Knowledge and expertise required by Practical Nurses

Practical Nurses may benefit from understanding of specialized subject areas, such as customer and personal service, psychology, or medicine and dentistry knowledge.

The list below shows several areas in which most Practical Nurses might want to build proficiency, ranked by importance.

Customer and Personal Service
Knowledge of principles and processes for providing customer and personal services. This includes customer needs assessment, meeting quality standards for services, and evaluation of customer satisfaction.
Psychology
Knowledge of human behavior and performance; individual differences in ability, personality, and interests; learning and motivation; psychological research methods; and the assessment and treatment of behavioral and affective disorders.
Medicine and Dentistry
Knowledge of the information and techniques needed to diagnose and treat human injuries, diseases, and deformities. This includes symptoms, treatment alternatives, drug properties and interactions, and preventive health-care measures.
Administration and Management
Knowledge of business and management principles involved in strategic planning, resource allocation, human resources modeling, leadership technique, production methods, and coordination of people and resources.
Education and Training
Knowledge of principles and methods for curriculum and training design, teaching and instruction for individuals and groups, and the measurement of training effects.

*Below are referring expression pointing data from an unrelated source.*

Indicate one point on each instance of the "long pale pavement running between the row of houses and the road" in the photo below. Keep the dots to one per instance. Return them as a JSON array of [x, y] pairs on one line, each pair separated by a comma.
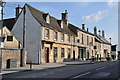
[[43, 66]]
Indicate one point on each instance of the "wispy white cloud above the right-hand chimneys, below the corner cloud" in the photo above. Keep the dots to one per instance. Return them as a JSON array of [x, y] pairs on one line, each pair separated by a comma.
[[95, 17]]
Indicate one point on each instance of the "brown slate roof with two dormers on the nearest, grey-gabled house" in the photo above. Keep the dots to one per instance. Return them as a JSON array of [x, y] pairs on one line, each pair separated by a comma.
[[54, 23]]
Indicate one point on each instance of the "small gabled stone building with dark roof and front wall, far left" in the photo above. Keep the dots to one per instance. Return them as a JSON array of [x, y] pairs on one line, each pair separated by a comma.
[[10, 47]]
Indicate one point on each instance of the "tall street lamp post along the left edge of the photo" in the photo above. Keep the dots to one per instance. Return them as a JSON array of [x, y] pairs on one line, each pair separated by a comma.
[[2, 4]]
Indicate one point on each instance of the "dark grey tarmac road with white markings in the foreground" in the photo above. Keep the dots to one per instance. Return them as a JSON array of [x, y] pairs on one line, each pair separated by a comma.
[[108, 69]]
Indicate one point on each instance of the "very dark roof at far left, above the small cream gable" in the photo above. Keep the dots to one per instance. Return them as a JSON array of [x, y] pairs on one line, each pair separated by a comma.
[[9, 23]]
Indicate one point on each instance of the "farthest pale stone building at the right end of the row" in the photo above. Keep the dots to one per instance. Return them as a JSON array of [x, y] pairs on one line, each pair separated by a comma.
[[102, 46]]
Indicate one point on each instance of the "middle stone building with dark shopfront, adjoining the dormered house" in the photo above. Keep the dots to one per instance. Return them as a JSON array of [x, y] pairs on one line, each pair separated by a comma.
[[85, 41]]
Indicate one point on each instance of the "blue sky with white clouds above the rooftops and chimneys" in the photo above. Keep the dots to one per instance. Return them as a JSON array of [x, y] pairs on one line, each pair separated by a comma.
[[104, 15]]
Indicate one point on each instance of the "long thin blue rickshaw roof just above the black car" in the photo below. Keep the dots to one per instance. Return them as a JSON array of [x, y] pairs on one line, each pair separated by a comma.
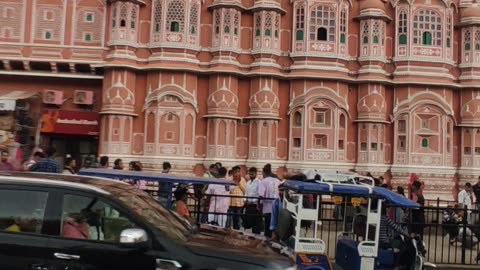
[[152, 176]]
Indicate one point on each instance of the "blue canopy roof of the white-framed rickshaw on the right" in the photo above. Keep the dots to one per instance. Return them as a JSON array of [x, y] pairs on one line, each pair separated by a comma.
[[350, 190]]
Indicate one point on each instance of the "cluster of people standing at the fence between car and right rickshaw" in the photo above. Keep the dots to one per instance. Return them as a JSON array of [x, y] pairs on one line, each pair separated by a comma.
[[240, 205]]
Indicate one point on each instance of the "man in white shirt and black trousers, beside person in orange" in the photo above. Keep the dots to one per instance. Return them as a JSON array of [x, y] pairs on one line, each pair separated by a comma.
[[252, 215]]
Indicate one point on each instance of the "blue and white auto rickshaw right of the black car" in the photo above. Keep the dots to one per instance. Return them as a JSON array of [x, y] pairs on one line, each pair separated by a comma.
[[310, 250]]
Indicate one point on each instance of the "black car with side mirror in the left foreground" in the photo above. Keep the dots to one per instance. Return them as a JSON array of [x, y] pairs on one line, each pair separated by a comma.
[[50, 222]]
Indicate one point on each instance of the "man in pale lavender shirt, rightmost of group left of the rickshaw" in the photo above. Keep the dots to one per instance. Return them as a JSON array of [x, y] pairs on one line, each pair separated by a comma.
[[268, 192]]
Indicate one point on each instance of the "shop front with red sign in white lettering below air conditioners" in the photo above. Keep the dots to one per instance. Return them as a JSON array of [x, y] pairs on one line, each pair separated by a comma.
[[72, 133]]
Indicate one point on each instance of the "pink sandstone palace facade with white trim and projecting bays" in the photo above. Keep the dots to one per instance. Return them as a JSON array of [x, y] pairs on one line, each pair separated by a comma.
[[387, 87]]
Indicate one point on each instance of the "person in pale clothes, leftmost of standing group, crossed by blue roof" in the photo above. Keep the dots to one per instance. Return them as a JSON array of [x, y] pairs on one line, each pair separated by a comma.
[[219, 201]]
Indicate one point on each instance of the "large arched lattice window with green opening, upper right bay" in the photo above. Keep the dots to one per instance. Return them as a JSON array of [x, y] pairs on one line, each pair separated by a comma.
[[427, 28]]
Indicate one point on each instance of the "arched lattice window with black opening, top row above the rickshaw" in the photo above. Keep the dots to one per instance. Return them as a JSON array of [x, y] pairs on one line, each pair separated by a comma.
[[322, 24]]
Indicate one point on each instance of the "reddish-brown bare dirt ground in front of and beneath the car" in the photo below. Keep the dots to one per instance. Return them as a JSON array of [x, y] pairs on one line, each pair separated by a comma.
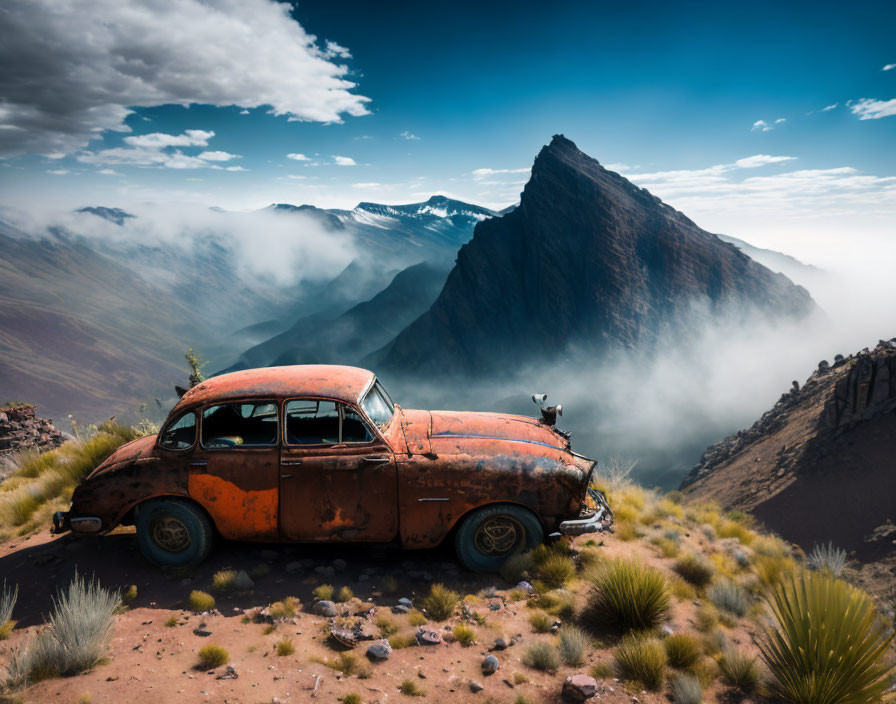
[[149, 662]]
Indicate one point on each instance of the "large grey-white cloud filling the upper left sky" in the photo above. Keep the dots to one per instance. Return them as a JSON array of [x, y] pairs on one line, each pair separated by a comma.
[[93, 62]]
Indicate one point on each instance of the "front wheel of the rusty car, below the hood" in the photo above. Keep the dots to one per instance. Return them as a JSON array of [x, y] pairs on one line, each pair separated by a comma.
[[490, 535]]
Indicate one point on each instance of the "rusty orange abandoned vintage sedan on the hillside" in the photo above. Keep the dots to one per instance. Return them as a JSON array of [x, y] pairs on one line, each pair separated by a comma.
[[317, 453]]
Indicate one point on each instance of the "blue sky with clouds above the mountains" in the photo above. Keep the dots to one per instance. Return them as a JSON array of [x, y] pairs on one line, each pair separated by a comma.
[[717, 107]]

Important Abilities needed by Practical Nurses

Practical Nurses must develop a particular set of abilities to perform their job well. Abilities are individual capacities that influence a person's information processing, sensory perception, motor coordination, and physical strength or endurance. Individuals may naturally have certain abilities without explicit training, but most abilities can be sharpened somewhat through practice.

For example, Practical Nurses need abilities such as oral comprehension, written comprehension, and oral expression in order to perform their job at a high level. The list below shows several important abilities for Practical Nurses, ranked by their relative importance.

Oral Comprehension
The ability to listen to and understand information and ideas presented through spoken words and sentences.
Written Comprehension
The ability to read and understand information and ideas presented in writing.
Oral Expression
The ability to communicate information and ideas in speaking so others will understand.
Problem Sensitivity
The ability to tell when something is wrong or is likely to go wrong. It does not involve solving the problem, only recognizing that there is a problem.
Speech Clarity
The ability to speak clearly so others can understand you.

Critical Skills needed by Practical Nurses

Skills are developed capacities that enable people to function effectively in real-world settings. Unlike abilities, skills are typically easier to build through practice and experience. Skills influence effectiveness in areas such as learning, working with others, design, troubleshooting, and more.

Practical Nurses frequently use skills like service orientation, social perceptiveness, and coordination to perform their job effectively. The list below shows several critical skills for Practical Nurses, ranked by their relative importance.

Service Orientation
Actively looking for ways to help people.
Social Perceptiveness
Being aware of others' reactions and understanding why they react as they do.
Coordination
Adjusting actions in relation to others' actions.
Active Listening
Giving full attention to what other people are saying, taking time to understand the points being made, asking questions as appropriate, and not interrupting at inappropriate times.
Speaking
Talking to others to convey information effectively.

What is the source of this information?

The information provided on this page is adapted from data and descriptions published by the U.S. Department of Labor, Employment and Training Administration under the CC BY 4.0 license. TraitLab has modified some information for ease of use and reading, and the U.S. Department of Labor, Employment, and Training Administration has not approved, endorsed, or tested these modifications.